Con su disco debut dominando las listas y "Light My Fire" consolidada como su mayor éxito comercial hasta ese momento, la presentación asomaba como la consagración masiva del cuarteto en horario de máxima audiencia.
El pero de presentarse en The Ed Sullivan Show
Sin embargo, el escaparate más codiciado de la cadena CBS venía acompañado de estrictas normas de comportamiento para una industria que vigilaba de cerca los contenidos juveniles. Minutos antes de salir al aire, los productores del espacio se acercaron al camarín de la banda con una exigencia innegociable. Debían eliminar la frase “Girl, we couldn’t get much higher” («Chica, no podríamos estar más colocados / volar más alto») debido a sus evidentes alusiones a las drogas y estados alterados de conciencia. Además, la indicación era sustituir la línea por un inocuo “Girl, we couldn’t get much better”.
La palabra empeñada y el desafío en directo
La banda aceptó el cambio durante los ensayos de la tarde para calmar las tensiones en el estudio. Sin embargo, al encenderse la luz roja de la transmisión en directo para millones de hogares, Jim Morrison optó por la fidelidad a su texto original.
Llegado el momento cumbre de la canción, el vocalista entonó la estrofa sin alteración alguna. Así, pronunció la palabra “higher” con total claridad frente a los micrófonos y las cámaras de la cadena. La negativa a acatar la orden desató la furia inmediata en el equipo de producción tras bambalinas. Como consecuencia, Sullivan y sus ejecutivos resolvieron vetar a la agrupación de forma indefinida, asegurando que jamás volverían a pisar ese set.
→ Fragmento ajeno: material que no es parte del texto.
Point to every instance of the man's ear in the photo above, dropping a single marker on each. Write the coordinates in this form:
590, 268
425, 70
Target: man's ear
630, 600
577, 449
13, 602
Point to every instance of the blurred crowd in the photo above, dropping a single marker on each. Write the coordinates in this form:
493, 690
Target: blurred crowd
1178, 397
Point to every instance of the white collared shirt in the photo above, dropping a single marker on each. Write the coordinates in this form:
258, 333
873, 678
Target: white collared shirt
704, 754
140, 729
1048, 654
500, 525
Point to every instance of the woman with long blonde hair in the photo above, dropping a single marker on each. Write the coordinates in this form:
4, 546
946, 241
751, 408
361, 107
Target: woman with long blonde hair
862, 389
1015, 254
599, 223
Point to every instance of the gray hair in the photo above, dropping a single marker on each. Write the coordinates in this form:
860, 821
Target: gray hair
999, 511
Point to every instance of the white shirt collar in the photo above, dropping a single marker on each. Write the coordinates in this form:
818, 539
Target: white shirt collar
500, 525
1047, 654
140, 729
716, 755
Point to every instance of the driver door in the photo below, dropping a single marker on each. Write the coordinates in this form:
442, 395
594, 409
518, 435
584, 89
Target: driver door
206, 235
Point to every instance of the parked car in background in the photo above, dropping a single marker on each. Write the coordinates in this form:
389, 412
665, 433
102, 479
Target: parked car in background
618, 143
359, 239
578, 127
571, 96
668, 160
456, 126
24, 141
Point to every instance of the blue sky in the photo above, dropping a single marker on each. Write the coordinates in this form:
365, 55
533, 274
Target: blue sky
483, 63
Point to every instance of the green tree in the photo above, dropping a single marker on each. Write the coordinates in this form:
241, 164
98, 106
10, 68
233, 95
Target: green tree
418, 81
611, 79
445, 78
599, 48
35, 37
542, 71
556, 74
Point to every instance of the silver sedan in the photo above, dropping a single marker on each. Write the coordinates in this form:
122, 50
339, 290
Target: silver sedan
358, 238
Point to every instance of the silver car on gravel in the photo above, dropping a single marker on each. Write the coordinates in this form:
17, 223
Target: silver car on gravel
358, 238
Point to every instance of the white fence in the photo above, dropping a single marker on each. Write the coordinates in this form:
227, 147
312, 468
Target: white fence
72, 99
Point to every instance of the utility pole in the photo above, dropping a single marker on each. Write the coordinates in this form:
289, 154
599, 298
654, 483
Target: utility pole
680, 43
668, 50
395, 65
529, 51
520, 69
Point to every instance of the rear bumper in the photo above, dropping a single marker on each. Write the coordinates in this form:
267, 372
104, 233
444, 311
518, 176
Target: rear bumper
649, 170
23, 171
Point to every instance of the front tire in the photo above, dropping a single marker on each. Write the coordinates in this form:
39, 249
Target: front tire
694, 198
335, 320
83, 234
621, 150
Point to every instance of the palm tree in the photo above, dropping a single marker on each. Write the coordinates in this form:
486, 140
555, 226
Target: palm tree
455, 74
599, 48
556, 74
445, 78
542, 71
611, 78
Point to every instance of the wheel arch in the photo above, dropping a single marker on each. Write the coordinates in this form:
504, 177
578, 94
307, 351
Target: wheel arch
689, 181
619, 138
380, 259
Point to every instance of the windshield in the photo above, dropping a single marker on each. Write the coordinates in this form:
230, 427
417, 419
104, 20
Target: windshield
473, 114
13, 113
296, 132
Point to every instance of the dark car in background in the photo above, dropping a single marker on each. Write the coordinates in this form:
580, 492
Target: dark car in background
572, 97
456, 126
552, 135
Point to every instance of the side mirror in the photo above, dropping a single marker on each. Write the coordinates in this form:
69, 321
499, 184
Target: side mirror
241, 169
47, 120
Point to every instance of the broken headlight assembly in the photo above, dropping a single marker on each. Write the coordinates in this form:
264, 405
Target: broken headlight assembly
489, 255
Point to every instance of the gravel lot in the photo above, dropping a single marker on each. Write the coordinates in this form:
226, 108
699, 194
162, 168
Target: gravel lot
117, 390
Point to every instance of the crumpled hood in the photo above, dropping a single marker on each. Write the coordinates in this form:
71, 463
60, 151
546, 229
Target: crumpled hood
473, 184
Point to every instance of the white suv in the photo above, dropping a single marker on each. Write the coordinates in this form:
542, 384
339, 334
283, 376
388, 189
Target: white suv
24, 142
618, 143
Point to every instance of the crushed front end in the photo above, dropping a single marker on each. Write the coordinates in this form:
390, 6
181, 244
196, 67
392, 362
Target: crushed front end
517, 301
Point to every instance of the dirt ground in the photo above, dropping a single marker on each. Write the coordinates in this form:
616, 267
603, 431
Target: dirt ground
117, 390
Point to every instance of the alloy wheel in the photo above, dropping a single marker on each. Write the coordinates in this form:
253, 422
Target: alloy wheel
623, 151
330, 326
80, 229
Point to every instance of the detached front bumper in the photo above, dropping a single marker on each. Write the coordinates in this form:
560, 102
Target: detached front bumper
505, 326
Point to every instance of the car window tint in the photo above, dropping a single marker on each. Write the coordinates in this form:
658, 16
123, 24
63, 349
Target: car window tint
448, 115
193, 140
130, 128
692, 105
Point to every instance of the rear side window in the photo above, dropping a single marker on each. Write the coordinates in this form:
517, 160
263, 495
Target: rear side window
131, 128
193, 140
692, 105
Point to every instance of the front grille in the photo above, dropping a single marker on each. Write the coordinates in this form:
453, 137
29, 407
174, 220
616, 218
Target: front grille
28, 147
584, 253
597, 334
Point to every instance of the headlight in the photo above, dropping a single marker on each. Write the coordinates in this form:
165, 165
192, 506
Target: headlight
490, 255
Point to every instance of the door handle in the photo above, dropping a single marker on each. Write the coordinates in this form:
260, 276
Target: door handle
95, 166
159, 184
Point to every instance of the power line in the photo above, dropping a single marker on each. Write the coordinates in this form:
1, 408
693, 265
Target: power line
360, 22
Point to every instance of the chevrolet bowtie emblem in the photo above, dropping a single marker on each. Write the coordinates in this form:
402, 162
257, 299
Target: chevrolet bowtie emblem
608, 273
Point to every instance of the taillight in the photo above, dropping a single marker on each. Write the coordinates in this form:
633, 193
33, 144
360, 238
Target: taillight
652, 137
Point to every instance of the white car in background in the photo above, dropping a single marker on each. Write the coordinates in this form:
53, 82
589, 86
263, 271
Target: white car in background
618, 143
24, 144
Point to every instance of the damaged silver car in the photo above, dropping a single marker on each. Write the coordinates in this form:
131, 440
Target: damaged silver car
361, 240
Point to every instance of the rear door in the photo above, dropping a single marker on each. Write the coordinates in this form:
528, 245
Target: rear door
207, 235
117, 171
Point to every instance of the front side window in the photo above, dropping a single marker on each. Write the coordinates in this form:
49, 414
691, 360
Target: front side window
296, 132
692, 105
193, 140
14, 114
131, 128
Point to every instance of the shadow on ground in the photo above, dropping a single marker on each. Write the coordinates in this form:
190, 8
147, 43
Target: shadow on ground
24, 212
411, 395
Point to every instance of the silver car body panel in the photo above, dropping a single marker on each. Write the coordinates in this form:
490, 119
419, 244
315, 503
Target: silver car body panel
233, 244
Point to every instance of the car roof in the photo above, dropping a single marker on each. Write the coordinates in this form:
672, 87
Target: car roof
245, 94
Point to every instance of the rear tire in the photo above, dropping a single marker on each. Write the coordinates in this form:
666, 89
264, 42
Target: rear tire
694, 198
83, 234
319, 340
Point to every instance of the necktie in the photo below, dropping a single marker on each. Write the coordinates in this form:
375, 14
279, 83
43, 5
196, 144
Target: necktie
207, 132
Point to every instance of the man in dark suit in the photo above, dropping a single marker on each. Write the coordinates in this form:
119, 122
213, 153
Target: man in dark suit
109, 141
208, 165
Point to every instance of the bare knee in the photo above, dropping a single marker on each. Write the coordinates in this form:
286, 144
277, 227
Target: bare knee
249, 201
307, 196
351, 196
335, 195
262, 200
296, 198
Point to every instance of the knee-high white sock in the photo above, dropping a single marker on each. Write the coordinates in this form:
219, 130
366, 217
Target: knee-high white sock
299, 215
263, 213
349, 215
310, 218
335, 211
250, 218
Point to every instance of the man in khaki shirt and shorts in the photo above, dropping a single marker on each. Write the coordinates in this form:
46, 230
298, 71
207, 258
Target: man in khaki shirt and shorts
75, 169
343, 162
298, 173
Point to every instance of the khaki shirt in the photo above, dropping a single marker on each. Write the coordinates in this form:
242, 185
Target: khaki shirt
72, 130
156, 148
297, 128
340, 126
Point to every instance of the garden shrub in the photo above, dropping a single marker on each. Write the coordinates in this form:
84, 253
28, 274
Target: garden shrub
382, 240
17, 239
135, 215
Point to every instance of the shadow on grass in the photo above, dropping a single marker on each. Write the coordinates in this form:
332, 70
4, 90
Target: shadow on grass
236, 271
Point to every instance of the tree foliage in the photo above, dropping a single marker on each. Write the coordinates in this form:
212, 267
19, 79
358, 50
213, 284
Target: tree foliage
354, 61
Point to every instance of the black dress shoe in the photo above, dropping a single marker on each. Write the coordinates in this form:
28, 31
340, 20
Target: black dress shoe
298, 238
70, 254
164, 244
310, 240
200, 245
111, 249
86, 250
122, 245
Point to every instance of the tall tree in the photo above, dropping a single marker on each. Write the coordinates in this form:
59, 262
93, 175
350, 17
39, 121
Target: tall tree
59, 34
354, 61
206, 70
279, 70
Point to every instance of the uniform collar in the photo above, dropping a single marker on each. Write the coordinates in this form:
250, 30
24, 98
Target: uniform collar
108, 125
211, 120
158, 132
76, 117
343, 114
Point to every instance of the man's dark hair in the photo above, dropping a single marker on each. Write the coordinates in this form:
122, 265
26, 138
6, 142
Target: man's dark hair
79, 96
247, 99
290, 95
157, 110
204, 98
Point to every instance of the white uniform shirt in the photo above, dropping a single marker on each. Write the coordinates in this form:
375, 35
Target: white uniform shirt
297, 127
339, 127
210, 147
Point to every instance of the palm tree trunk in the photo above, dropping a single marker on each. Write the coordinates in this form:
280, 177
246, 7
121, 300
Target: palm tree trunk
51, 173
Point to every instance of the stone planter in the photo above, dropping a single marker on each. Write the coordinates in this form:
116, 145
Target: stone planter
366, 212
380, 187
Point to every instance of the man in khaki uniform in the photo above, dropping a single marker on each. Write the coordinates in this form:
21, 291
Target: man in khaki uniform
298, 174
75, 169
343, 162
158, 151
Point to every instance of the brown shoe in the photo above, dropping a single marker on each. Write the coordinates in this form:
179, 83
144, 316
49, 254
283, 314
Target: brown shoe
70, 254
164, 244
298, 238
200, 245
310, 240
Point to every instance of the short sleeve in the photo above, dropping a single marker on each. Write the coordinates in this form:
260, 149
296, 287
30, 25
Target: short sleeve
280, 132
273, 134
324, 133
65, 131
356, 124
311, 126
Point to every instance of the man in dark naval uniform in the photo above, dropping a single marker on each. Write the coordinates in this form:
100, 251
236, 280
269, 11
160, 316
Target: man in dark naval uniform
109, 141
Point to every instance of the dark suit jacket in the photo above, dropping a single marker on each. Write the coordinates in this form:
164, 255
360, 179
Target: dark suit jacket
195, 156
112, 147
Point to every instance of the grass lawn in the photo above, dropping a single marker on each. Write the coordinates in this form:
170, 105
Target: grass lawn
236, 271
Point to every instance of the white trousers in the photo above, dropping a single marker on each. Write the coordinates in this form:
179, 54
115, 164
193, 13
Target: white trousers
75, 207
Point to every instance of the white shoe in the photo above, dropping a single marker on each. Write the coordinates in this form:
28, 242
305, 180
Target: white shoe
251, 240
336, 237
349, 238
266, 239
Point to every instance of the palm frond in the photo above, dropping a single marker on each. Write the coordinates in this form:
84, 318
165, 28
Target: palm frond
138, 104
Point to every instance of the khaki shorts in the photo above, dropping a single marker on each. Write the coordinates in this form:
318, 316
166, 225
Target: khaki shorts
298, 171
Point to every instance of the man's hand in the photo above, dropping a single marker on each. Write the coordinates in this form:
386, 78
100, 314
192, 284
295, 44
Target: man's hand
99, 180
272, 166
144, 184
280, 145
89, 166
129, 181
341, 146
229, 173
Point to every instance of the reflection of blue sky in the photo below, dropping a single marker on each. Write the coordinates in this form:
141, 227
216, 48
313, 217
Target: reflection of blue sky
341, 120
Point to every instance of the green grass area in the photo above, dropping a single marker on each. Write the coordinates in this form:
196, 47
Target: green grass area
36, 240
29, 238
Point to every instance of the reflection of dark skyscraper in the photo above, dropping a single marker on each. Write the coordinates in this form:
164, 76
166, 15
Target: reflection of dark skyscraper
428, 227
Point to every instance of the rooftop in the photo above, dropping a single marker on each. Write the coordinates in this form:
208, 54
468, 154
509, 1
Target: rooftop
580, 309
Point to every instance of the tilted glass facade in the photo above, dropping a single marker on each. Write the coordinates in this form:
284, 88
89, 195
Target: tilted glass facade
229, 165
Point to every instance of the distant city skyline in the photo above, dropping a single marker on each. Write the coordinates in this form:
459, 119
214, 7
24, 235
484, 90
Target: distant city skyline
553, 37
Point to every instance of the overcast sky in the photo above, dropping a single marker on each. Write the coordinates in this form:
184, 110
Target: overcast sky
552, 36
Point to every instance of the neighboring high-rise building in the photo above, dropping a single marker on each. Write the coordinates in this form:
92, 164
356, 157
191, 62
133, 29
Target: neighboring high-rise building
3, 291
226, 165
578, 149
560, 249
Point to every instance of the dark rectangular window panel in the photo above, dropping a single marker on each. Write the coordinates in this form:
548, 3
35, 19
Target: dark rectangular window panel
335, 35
El mito del cine frente a la realidad
Décadas después, la cultura popular amplificó este enfrentamiento a través de la película biográfica The Doors (1991), dirigida por Oliver Stone. En el largometraje, el actor Val Kilmer personifica a un Morrison vacilante y provocador que le grita la frase a la cámara en actitud burlesca. Mientras tanto, en la cabina de control Ed Sullivan y los productores entran en pánico e intentan cortar la señal televisiva desesperadamente.
La realidad histórica distó bastante de ese dramatismo cinematográfico:
- Una ejecución natural: Morrison interpretó el corte con la misma solemnidad y trance que caracterizaba sus recitales regulares, sin aspavientos ni miradas provocadoras directas hacia la sala técnica.
- El enfrentamiento en camarines: Al concluir la canción, el equipo del espacio confrontó de inmediato al grupo en bastidores para informarles que estaban vetados de por vida y que habían perdido futuras fechas comprometidas.
- La templanza de Morrison: Lejos de la confrontación acalorada, el cantante escuchó la recriminación con frialdad y zanjó el conflicto con una célebre frase. "Bueno, supongo que ya hicimos el programa".
El episodio quedó grabado como una de las postales más emblemáticas de la contracultura de los sesenta. Fue la noche en que The Doors demostró que su poesía psicodélica no estaba dispuesta a acomodarse a las reglas del conservadurismo televisivo.